Trust is one of the key ingredients in any advisor-client relationship.

I like to use the following acronym to emphasize this importance: Trust requires you to give clients your Time, your Re-commitment to their needs, Unbiased information, Strategies and Total empathy for their lives, not just their checkbooks.

First, you need to realize just how much competition you face in this industry. In many towns today, Main Street is cluttered with pharmacies, coffee shops, a few fast food restaurants and more banks than all the other stores combined.

The point is, your neighborhood depositor (your prospect) is able to deal with a number of professionals at any number of financial institutions-all within a short walk from wherever they parked their car. They can visit the branch, they can drive through or they can visit the bank online.

The pertinent question for you is how to set yourself apart as an advisor. What makes you different from the competitors in the client's eyes? (By the way, I stress the word client and not customer because a client is someone with whom you have a relationship that has been cultivated over time; a customer is a person who buys something-or is sold something-and may never come back.)

If you are working for a bank, or as a financial planner who has a "selling" agreement with a bank, a few words of caution: Without real trust, which can only be earned, you will be hard-pressed to grow or even maintain your business.

Let's further explore the Trust acronym. The first "T" stands for time. Time to reveal your personal truth to yourself, and reveal yourself to your client. The client wants what you want; that is, straight talk from a perspective of what you would want to hear, and the way you want to hear it. It is not about the sale-it is about anticipating their needs, concerns and fears.

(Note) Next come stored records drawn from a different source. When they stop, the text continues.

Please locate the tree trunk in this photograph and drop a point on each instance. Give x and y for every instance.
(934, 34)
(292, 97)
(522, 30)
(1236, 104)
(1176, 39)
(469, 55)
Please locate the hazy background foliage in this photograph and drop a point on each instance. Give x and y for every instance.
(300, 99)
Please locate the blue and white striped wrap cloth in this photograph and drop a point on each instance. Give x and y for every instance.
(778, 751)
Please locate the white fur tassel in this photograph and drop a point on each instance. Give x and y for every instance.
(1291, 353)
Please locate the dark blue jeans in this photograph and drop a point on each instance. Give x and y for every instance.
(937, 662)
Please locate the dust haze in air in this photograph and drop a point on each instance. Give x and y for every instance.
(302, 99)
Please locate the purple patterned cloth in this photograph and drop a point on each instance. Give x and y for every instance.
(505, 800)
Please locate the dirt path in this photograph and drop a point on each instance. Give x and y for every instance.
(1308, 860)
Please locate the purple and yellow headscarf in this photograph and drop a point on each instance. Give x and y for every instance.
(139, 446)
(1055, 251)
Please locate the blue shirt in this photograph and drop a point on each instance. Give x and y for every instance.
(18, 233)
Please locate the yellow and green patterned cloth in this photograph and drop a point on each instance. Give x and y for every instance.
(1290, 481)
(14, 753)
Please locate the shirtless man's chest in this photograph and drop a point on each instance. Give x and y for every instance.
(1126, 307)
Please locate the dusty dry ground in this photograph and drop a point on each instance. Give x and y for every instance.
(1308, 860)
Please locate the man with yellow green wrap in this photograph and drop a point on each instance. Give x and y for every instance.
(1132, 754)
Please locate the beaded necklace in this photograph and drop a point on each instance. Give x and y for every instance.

Think how you can reduce stress for your clients. We need to be there with them and our voices of guidance need to be heard.

And it will only be heard if we give of ourselves. Are you really equipped to explore their wishes, dreams and what they feel is fulfilling?

The "R" in trust stands for re-commitment. Think of this as a re-commitment to understanding. And that means really understanding, not just showing how well you have performed for the client or how you can pick investments better than the next person.

Picture yourself in a chair and the client is standing on the other side of the desk expressing their concerns telling you what they want. (Warning: This mental picture may bring flashbacks of your college days when you would try to pay attention to the professor but still not fully understand when they were lecturing.)

However, most advisors listen down to the client instead of listening up. That is, they are mentally standing up in front of the client and attempting to assume the position of power. They are really just waiting for a break in the "lecture" so they can embark on the "this is what you need to do or buy" pitch. But at the end of the day, it comes down to this: If you don't listen, you won't hear, it's that simple.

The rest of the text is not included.